Das Observatorium, das mehr als 100 Forscher entsandte, um die Daten des Berichts zu sammeln, fordert nun die Staats- und Regierungschefs der Welt auf, den nächsten G20-Gipfel in Brasilien im November 2024 zu nutzen, um Gespräche über eine weltweite jährliche Steuer von mindestens 2 % auf das Vermögen aufzunehmen – und nicht das Einkommen – der reichsten Menschen der Welt. Es heißt, dass die Maßnahme jährlich 250 Milliarden Euro von den 2.756 bekannten Milliardären der Welt einbringen könnte, die zusammen schätzungsweise 13 Billionen Euro wert sind.

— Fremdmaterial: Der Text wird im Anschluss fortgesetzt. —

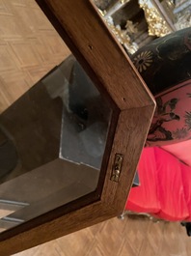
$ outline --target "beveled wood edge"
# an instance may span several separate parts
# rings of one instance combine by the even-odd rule
[[[41,0],[37,1],[41,2]],[[65,1],[66,0],[63,2]],[[80,3],[84,1],[80,1]],[[102,79],[99,74],[97,78],[96,75],[96,72],[92,69],[94,65],[89,65],[89,59],[87,59],[87,56],[84,56],[83,52],[79,52],[78,46],[73,44],[71,39],[68,39],[68,35],[66,33],[64,37],[68,41],[70,49],[77,55],[77,59],[84,63],[85,70],[89,71],[88,72],[95,77],[97,83],[104,83],[105,80]],[[108,34],[106,34],[105,37],[108,37]],[[117,52],[120,53],[119,56],[122,56],[122,48],[119,44],[116,43],[115,41],[113,41],[112,43],[115,50],[117,49]],[[123,61],[124,60],[128,63],[127,58],[123,59]],[[47,220],[41,224],[39,223],[36,227],[31,226],[30,229],[25,230],[20,234],[14,234],[10,230],[7,232],[8,236],[4,236],[3,234],[0,235],[0,255],[11,255],[20,250],[30,248],[52,239],[69,234],[70,232],[106,220],[123,212],[155,107],[154,100],[151,98],[150,91],[145,85],[143,85],[142,81],[140,81],[140,76],[137,74],[137,71],[135,71],[133,66],[129,64],[127,67],[127,70],[129,69],[129,72],[131,73],[130,79],[134,81],[131,84],[135,84],[136,88],[141,86],[144,91],[144,94],[140,95],[143,102],[132,103],[131,107],[129,107],[128,104],[125,104],[125,100],[123,100],[124,104],[123,102],[121,105],[121,103],[117,102],[118,100],[115,102],[113,101],[112,97],[109,100],[113,106],[113,110],[116,111],[116,120],[118,120],[118,117],[119,120],[114,137],[114,144],[108,159],[109,163],[101,197],[97,199],[96,202],[87,205],[80,210],[59,216],[56,219]],[[102,90],[101,88],[99,89]],[[107,89],[108,88],[106,88],[105,91],[103,90],[104,94],[110,93]],[[139,90],[135,90],[135,93],[138,92]],[[123,93],[126,93],[126,91]],[[119,100],[121,101],[122,99]],[[123,111],[120,111],[119,108]],[[140,110],[142,112],[140,112]],[[115,131],[115,127],[113,128],[113,130]],[[127,130],[127,132],[124,132],[125,130]],[[134,141],[134,139],[132,140],[131,138],[136,135],[138,136],[136,141]],[[122,141],[122,143],[120,143],[120,141]],[[111,169],[116,153],[124,154],[123,167],[119,183],[110,181]],[[128,156],[128,153],[130,153],[130,157]],[[127,169],[125,169],[124,166],[127,166]],[[91,215],[90,213],[92,213]]]

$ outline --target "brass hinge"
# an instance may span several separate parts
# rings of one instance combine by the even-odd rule
[[[112,169],[112,175],[110,178],[112,182],[119,183],[123,160],[123,156],[122,154],[116,154]]]

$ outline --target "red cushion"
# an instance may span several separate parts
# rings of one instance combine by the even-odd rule
[[[138,165],[141,185],[131,188],[126,210],[167,220],[191,219],[191,167],[163,149],[145,148]]]
[[[141,185],[130,191],[126,209],[137,213],[158,213],[157,177],[154,148],[145,148],[138,164]]]

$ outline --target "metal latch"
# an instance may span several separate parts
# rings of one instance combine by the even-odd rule
[[[123,156],[122,154],[116,154],[112,169],[112,175],[110,178],[110,180],[115,183],[119,183],[123,160]]]

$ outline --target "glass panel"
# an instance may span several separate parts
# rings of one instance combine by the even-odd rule
[[[70,55],[0,115],[0,231],[96,190],[111,113]]]

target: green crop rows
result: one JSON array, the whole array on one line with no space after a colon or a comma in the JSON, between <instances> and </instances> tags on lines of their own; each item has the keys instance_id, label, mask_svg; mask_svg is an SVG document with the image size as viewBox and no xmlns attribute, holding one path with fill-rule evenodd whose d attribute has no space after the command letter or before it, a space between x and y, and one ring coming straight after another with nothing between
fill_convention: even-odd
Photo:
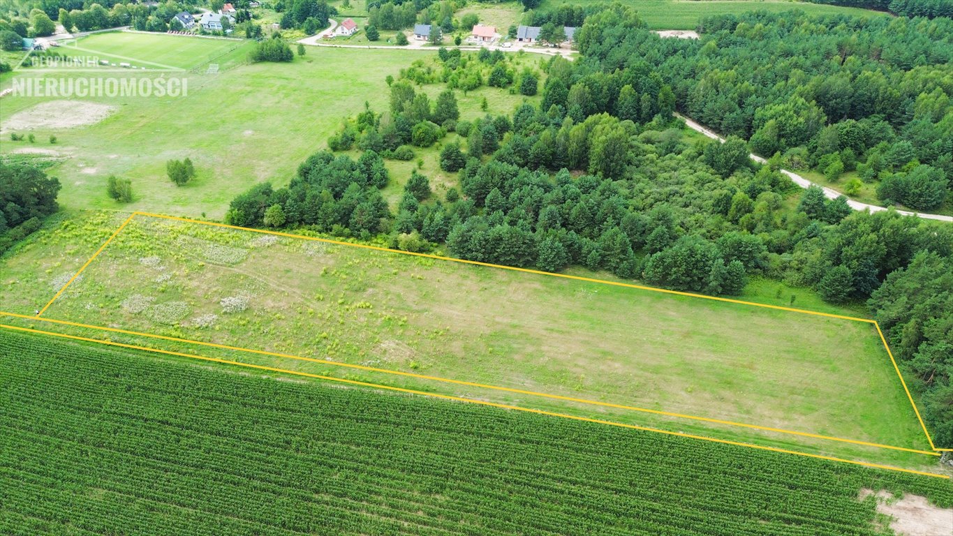
<instances>
[{"instance_id":1,"label":"green crop rows","mask_svg":"<svg viewBox=\"0 0 953 536\"><path fill-rule=\"evenodd\" d=\"M234 372L242 372L241 375ZM943 479L0 332L2 534L877 534Z\"/></svg>"}]
</instances>

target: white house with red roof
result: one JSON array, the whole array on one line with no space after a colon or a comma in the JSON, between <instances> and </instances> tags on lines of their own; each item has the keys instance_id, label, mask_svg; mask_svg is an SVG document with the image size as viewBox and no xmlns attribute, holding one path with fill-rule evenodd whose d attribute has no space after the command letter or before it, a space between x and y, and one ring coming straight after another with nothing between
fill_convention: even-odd
<instances>
[{"instance_id":1,"label":"white house with red roof","mask_svg":"<svg viewBox=\"0 0 953 536\"><path fill-rule=\"evenodd\" d=\"M344 21L335 29L335 33L337 35L354 35L357 31L357 24L355 23L353 19L344 19Z\"/></svg>"},{"instance_id":2,"label":"white house with red roof","mask_svg":"<svg viewBox=\"0 0 953 536\"><path fill-rule=\"evenodd\" d=\"M497 29L495 27L483 26L482 24L477 24L474 27L472 35L474 39L481 43L492 43L499 37L497 35Z\"/></svg>"}]
</instances>

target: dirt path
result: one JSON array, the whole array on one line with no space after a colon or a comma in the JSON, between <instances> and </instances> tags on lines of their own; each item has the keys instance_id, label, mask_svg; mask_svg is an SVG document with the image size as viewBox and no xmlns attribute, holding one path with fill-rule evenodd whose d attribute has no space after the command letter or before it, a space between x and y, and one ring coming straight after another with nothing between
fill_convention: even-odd
<instances>
[{"instance_id":1,"label":"dirt path","mask_svg":"<svg viewBox=\"0 0 953 536\"><path fill-rule=\"evenodd\" d=\"M709 130L708 129L705 129L701 125L699 125L695 121L692 121L691 119L685 117L684 115L681 115L679 113L676 113L675 115L677 115L678 117L680 117L681 119L683 119L685 121L685 125L687 125L689 129L693 129L693 130L695 130L697 132L700 132L700 133L708 136L709 138L711 138L713 140L718 140L720 142L724 142L724 138L722 138L721 136L716 134L714 131ZM766 160L764 160L760 156L758 156L757 154L752 153L752 154L749 154L749 156L751 157L752 160L754 160L755 162L758 162L759 164L766 164L767 163ZM787 175L787 177L790 178L791 181L794 182L794 184L800 186L801 188L807 189L807 188L810 188L812 186L817 186L817 187L821 188L824 190L824 197L826 197L827 199L837 199L838 197L843 195L842 193L841 193L840 191L838 191L836 189L829 189L827 187L821 187L821 185L812 183L811 181L805 179L804 177L801 177L801 175L799 175L797 173L793 173L791 171L788 171L787 169L781 169L781 172L783 173L784 175ZM844 197L846 197L846 196L844 196ZM860 201L854 201L853 199L849 199L849 198L847 199L847 206L850 207L851 208L855 209L855 210L870 210L871 212L880 212L881 210L886 210L887 209L884 207L878 207L876 205L867 205L866 203L861 203ZM943 215L941 215L941 214L926 214L926 213L923 213L923 212L911 212L909 210L897 210L897 212L900 213L900 214L903 214L904 216L917 216L918 218L924 218L924 219L927 219L927 220L939 220L941 222L950 222L950 223L953 223L953 216L943 216Z\"/></svg>"},{"instance_id":2,"label":"dirt path","mask_svg":"<svg viewBox=\"0 0 953 536\"><path fill-rule=\"evenodd\" d=\"M328 22L331 24L331 26L329 26L328 28L322 30L321 31L318 31L314 35L305 37L304 39L298 39L297 42L301 43L302 45L314 45L315 47L321 46L321 39L324 39L325 35L334 34L335 29L337 28L337 21L335 21L335 19L328 19ZM360 48L363 49L364 47Z\"/></svg>"}]
</instances>

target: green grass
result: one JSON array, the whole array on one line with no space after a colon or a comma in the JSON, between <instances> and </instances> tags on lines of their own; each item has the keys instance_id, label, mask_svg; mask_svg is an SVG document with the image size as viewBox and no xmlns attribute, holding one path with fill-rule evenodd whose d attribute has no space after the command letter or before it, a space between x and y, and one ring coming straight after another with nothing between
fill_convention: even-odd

Die Idee basiert auf der Vereinbarung von 140 Ländern und Territorien aus dem Jahr 2021, den größten multinationalen Unternehmen einen globalen Mindeststeuersatz von 15 % aufzuerlegen.
Zucman sagte: "Dies ist der logische nächste Schritt nach der globalen Mindeststeuer auf multinationale Unternehmen – was zeigt, dass es für Länder möglich ist, sich auf Mindeststeuersätze zu einigen." Er sagte, Mindestsätze seien das wirksamste Instrument, um Schlupflöcher in bestehenden Steuersystemen zu schließen, da sie sicherstellen, dass die erhobene Steuer unabhängig von den verwendeten Umgehungsmaßnahmen nicht unter einen festgelegten Betrag fallen kann.
Der mit dem Nobelpreis ausgezeichnete Ökonom Joseph Stiglitz kommentierte den Bericht wie folgt: "Steuerhinterziehung und im weiteren Sinne Steuervermeidung sind nicht unvermeidlich; Es ist das Ergebnis politischer Entscheidungen – oder des Versäumnisses, politische Entscheidungen zu treffen, die dazu beitragen, es zu stoppen." Er erklärte, dass eine Milliardärssteuer den Regierungen dabei helfen würde, wichtige Dienstleistungen wie Bildung, Infrastruktur und Technologie zu finanzieren und die Auswirkungen drohender Krisen, einschließlich zukünftiger Pandemien und solcher, die mit extremen Wetterereignissen infolge der Klimakrise verbunden sind, abzumildern.
"So viele Menschen haben Schwierigkeiten, über die Runden zu kommen und zahlen dennoch die Steuern, die ihre Regierungen von ihnen verlangen", sagte Stiglitz. "Wir müssen sicherstellen, dass diejenigen, die ganz oben auf der Einkommensleiter stehen und sicher über die finanziellen Mittel verfügen, nicht aus der Einkommensskala aussteigen."
Die Beobachtungsstelle warnte auch vor weiteren drohenden Risiken für die Steuereinnahmen, unter anderem im Bereich der Subventionen für grüne Energie. In dem Bericht wurde erläutert, dass ein Wettlauf um Erzeuger grüner Energie zu viel größeren Steuerbefreiungen führen würde, die die durch den neu eingeführten Mindestkörperschaftssteuersatz von 15 % erzielten Gewinne mehr als ausgleichen könnten. Obwohl es das Potenzial hat, den Übergang eines Landes zu CO2-freien Emissionen zu beschleunigen, wirft es laut Beobachtungsstelle einige der gleichen Probleme auf wie der normale Steuerwettbewerb.
"Es schmälert die Staatseinnahmen, und wenn es nicht mit egalitären Maßnahmen einhergeht, besteht die Gefahr, dass die Ungleichheit zunimmt, indem die Nachsteuergewinne der Aktionäre steigen, die tendenziell am oberen Ende der Einkommensverteilung stehen."